The supernatant and the precipitate of each washing are subjected to SDS-PAGE electrophoresis gel running to determine whether the target protein is in the precipitate, so that a renaturation experiment is performed.
2.4 renaturation of the protein of interest:
weighing the washed inclusion body, adding 20 times (g/V) of the denaturation liquid for dissolving, stirring for 15h by a magnetic stirrer, 12000rpm, centrifuging for 30min at 4 ℃ to obtain supernatant, namely the inclusion body denaturation liquid, precipitating to become cell debris and other magazines, pumping 7 times of volume of renaturation balance liquid into the denaturation liquid in a beaker by a pump with the flow rate of 0.1mL/min, and putting a magnetic stirrer into the beaker for continuous stirring until the renaturation balance liquid is completely added.
2.5 purification of the renatured target protein by a tweezer column one-step method:
(1) filling the column, filling the nickel agar gel medium into a chromatography column washed by double distilled water, avoiding shaking the column when pouring, slowly pouring along the tube wall, and ensuring that the volume of a column bed is about 7 cm. After the gel naturally precipitated, the pump was turned on, and 5 column volumes of autoclaved sterile filter-sterilized double distilled water were pumped into the column at a flow rate of about 1 mL/min.
(2) Equilibration 5 column volumes of equilibration buffer were pumped into the column to equilibrate the nickel column.

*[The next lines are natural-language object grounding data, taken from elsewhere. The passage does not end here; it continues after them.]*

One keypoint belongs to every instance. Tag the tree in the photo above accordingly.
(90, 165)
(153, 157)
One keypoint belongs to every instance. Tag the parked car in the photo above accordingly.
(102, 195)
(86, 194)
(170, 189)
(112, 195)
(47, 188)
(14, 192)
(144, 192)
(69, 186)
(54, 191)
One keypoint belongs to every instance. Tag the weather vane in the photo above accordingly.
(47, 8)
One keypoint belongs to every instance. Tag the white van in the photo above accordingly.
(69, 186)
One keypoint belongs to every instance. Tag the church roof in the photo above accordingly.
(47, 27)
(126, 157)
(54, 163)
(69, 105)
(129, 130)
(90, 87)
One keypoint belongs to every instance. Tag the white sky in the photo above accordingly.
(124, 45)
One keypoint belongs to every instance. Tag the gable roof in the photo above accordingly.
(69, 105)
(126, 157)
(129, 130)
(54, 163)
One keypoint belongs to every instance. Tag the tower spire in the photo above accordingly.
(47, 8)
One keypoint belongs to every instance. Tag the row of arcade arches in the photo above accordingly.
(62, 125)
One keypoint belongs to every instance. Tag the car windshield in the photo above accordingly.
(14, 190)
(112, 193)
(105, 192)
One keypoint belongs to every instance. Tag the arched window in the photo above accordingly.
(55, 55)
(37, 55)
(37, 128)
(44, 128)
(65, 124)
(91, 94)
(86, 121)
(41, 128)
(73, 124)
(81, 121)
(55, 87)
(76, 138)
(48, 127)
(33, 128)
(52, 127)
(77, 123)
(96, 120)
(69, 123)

(3) And (4) centrifuging the renatured liquid, taking the supernatant, filtering the supernatant through a 0.22 mu L filter membrane, pumping the supernatant, and repeatedly pumping the effluent for 4 times to ensure that the proteins are combined in the nickel column.

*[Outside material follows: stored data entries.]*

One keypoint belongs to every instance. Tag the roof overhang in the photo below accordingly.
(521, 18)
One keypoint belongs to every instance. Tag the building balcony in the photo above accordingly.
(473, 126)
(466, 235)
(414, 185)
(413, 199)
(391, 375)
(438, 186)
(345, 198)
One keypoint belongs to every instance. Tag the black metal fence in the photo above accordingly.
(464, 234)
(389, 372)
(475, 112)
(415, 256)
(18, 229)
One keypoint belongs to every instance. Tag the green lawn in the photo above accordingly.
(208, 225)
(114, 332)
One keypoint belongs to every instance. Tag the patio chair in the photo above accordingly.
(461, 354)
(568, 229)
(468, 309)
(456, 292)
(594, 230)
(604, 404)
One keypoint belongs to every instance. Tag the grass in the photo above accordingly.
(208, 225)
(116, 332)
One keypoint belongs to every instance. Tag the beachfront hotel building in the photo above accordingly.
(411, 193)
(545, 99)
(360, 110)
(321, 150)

(4) And (3) eluting the hybrid protein, observing an ultraviolet baseline, and eluting with an eluent containing 100mM imidazole when the baseline is not changed, wherein the volume is 5 column volumes until the ultraviolet baseline is not changed.
(5) And (3) eluting the target protein by pumping 5 column volumes of imidazole containing 300mM into a nickel column, eluting the target protein, recording the elution peak value, collecting the eluent when the value is obviously high, wherein each tube contains about 1mL, and recording the value of each tube.

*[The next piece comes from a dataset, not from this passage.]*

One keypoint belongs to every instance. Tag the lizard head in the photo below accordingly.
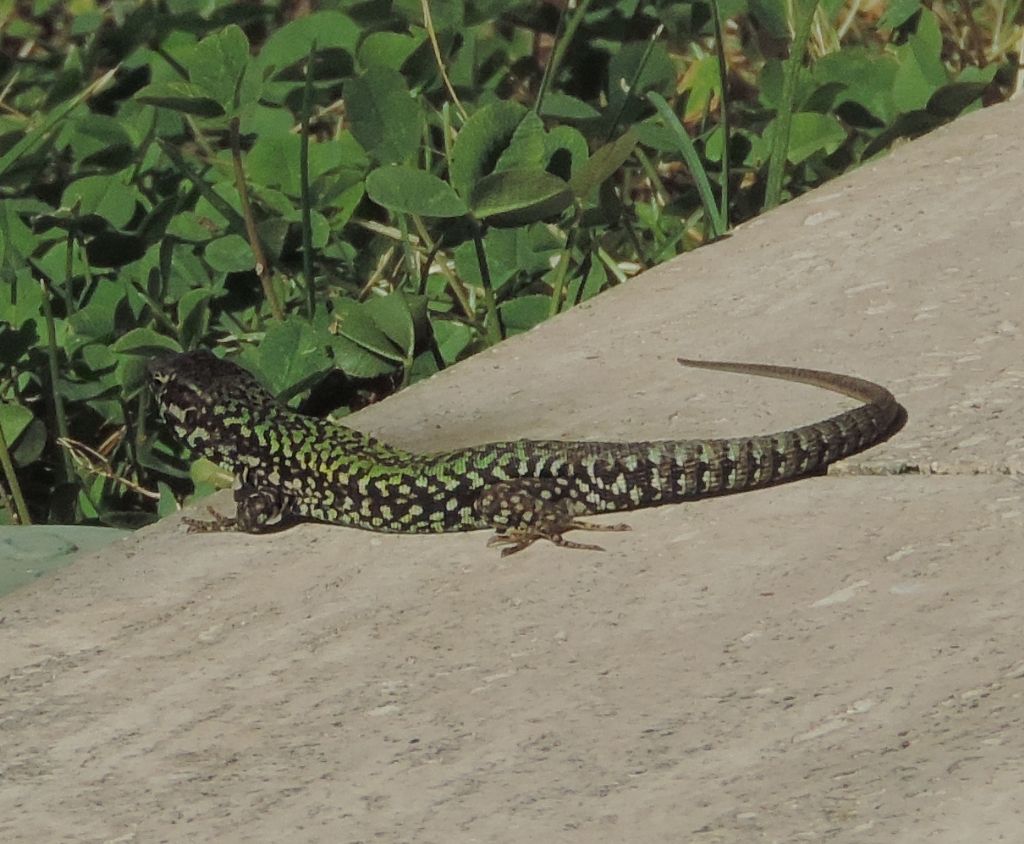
(195, 388)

(6) And when the ultraviolet numerical value is unchanged, indicating that the target protein is completely eluted, and stopping collecting the eluent. And sequentially pumping 5 column volume balance buffer solutions, high-pressure filter sterilized double distilled water and 35mL of 20% ethanol, and finally storing in a refrigerator at 4 ℃.
(7) The purified samples were analyzed by SDS-PAGE electrophoresis.
2.6 dialysis and concentration of the protein of interest:
(1) removing 15mL of protein sample purified by the imidazole nickel column in the purified protein, measuring and centrifuging through an ultrafiltration centrifugal tube for 25min at 5000g, filtering to obtain liquid volume, adding equal volume of 1 XPBS, centrifuging for three times under the same condition, and removing imidazole in the purified protein.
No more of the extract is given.